Limitations include a predominance of older White men which may limit generalizability to women and more ethnically diverse populations. The trial evaluated a specific low‑dose morphine regimen over 56 days; different opioids, dosing strategies, longer durations, or targeted patient selection (for example severe refractory breathlessness after specialist assessment) were not tested. As with any negative trial, subgroup heterogeneity could mask benefit in a small subset, but any true subgroup effects would need confirmatory evidence.
Practical recommendations for clinicians
– Based on MABEL, routine prescription of low‑dose long‑acting morphine for chronic breathlessness is not supported.
– Continue to prioritize disease‑directed therapies, optimization of comorbid conditions, nonpharmacologic interventions (pulmonary rehabilitation, breathlessness self‑management, psychosocial support), and individualized palliative approaches.
– Consider opioids for refractory breathlessness only after careful specialist assessment, when nonpharmacologic strategies and maximally tolerated disease‑specific treatments have been optimized, and with informed discussion of the limited evidence and known risks; if used, ensure close monitoring for adverse effects and reassessment of benefit.
Research implications and next steps
MABEL highlights the need for further research to define whether any subgroups derive net benefit from opioids for chronic breathlessness, whether alternative opioids or dosing regimens might be effective and safe, and how to combine pharmacologic therapy with behavioral and rehabilitative strategies. Mechanistic studies exploring predictors of opioid responsiveness (for example neurophysiologic or affective phenotypes) could enable precision approaches. Given the safety signals observed, future trials should carefully balance potential symptomatic gains against adverse events and include robust monitoring and predefined stopping rules.
Funding, registration, and citation
Funding: NIHR Health Technology Assessment programme (HTA Project 17/34/01).
Trial registration: ISRCTN87329095; EudraCT 2019‑002479‑33.

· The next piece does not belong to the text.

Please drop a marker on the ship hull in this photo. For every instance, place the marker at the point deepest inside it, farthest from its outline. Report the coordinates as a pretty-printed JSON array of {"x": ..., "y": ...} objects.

Primary citation: Johnson MJ, Williams B, Keerie C, Tuck S, Hart S, Bajwah S, Chaudhuri N, Pearson M, Cohen J, Evans RA, Currow DC, Higginson IJ, Hall P, Atter M, Norrie J, Fallon MT; MABEL collaborative. Morphine for chronic breathlessness (MABEL) in the UK: a multi‑site, parallel‑group, dose titration, double‑blind, randomised, placebo‑controlled trial. Lancet Respir Med. 2025 Nov;13(11):967‑977. doi: 10.1016/S2213‑2600(25)00205‑X. Epub 2025 Sep 28. PMID: 41033333.
Conclusion
The MABEL trial provides high‑quality evidence that low‑dose long‑acting morphine (5–10 mg twice daily) does not reduce worst breathlessness at 28 days compared with placebo in patients with chronic breathlessness from cardiorespiratory disease, and it is associated with greater adverse events and higher withdrawal rates. These results do not support routine use of morphine for chronic breathlessness and underline the need for continued research to identify safe, effective, and individualized treatments for this burdensome symptom.
Expert note
Clinicians should integrate these findings into shared decision‑making with patients, emphasizing proven strategies and reserving opioids for carefully selected, closely monitored cases where the potential benefit justifies the risk.